Irish documents declassified in 2024 reveal that Liam Canniffe, the Irish diplomatic head of protocol, allowed for the possibility that Yeltsin could be "worse for wear" and therefore instructed the army to forgo the military honours if this were the case.

==Incident==
Around 12:30 p.m. IST, an aircraft bearing the Russians’ advance party landed at Shannon. The official delegation, including Reynolds, the Russian ambassador to Ireland, Nikolai Kozyrev, Bertie Ahern (the Minister for Finance), Brian Cowen (the Minister for Transport, Energy and Communications), and Willie O'Dea (Minister of State) went to the runway to greet Yeltsin's plane, which was expected ten minutes later. The assembled dignitaries waited but Yeltsin's plane did not land. Airport officials reported that it was circling over Shannon and County Clare. After circling for an hour, the plane landed. However, Yeltsin did not appear when the plane's door opened. An Aeroflot official informed Kozyrev that Yeltsin was unwell and that the vice premier, Oleg Soskovets, would meet with the Irish delegation. Kozyrev and Canniffe were able to board the plane but were unable to see Yeltsin. Alexander Korzhakov, Yeltsin's bodyguard, told Kozyrev that Yeltsin was "very tired". Kozyrev returned to the runway and informed Reynolds that Yeltsin would not be making an appearance due to poor health. Reynolds replied, "Well now, if he is sick, there is nothing we can do about it. I am willing to talk to the Russian President's representative, but Mr. Yeltsin, my guest, is on Irish soil, and I cannot miss the opportunity to go on board the airplane for five minutes, shake the president's hand and wish him a speedy recovery." The Russians rejected this suggestion. Reynolds then agreed to meet Soskovets and gave orders for a meeting to be held in the airport. The Irish government commandeered the VIP lounge of Delta Air Lines to serve as the venue. Reynolds and Soskovets held a brief meeting and Yeltsin's plane departed immediately after it concluded.

==Aftermath==
The immediate reaction in Ireland was uniformly negative. Yeltsin's problems with alcohol were well-known and the national and international media assumed that he had been too drunk to disembark from the plane (although in 2010, Tatyana Yumasheva, Yeltsin's daughter, suggested that her father had suffered a heart attack on the plane). The Irish Times ran a cartoon on its front page the next day which depicted a bottle of vodka bouncing down mobile stairs while an onlooker states, "At last a message from President Yeltsin." A large photo of Reynolds standing on the runway waiting for Yeltsin was printed on page three. The Irish Independent ran a photograph on its front page of Reynolds standing on the tarmac looking at his watch. Its editorial page stated, "When a statesman occupying one of the most pivotal positions imaginable neglects basic courtesy and insults his hosts, searching questions must be asked about his fitness to hold office." Upon his return to Moscow, Yeltsin stated that he had merely overslept: "I feel excellent. I can tell you honestly, I just overslept. The security services did not let in the people who were due to wake me—of course I will sort things out and punish them." The Irish Press criticised the lack of respect shown to Reynolds and suggested that Yeltsin's excuses be taken with "a large measure of vodka." Canniffe reported that the Russian deputy chief of protocol, Ilya Barakhvostov, stated that the Russians were "embarrassed by the turn of events."
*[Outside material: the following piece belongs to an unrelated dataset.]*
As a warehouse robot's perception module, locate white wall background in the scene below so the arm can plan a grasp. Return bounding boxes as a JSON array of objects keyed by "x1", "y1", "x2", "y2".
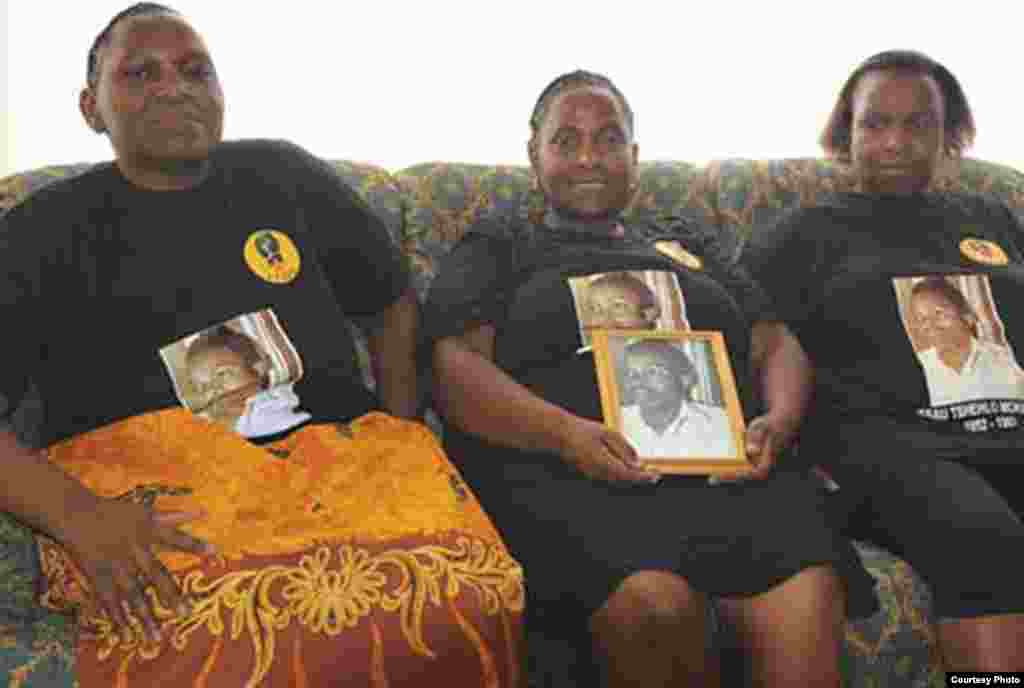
[
  {"x1": 0, "y1": 0, "x2": 14, "y2": 176},
  {"x1": 0, "y1": 0, "x2": 1024, "y2": 173}
]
Yeltsin wrote to Reynolds on October 4 to express "sincere regret that due to an unfortunate mishap our meeting at Shannon failed to take place." He invited Reynolds to visit Russia next year; however, Reynolds resigned as Taoiseach in November 1994.

Reynolds subsequently claimed that he had used the incident to extract favours from Yeltsin regarding the operation of Aer Rianta International in Russia. Maxine David at the University of Surrey supports Reynold's assessment. She notes that in the years following the Shannon incident Russian-Irish commercial aviation links strengthened.

The term "circling over Shannon" briefly became a euphemism in Ireland to describe the condition of a person who has had too much to drink. Pat Rabbitte TD suggested that the incident gave a whole new meaning to the concept of Shannon as a refuelling stop.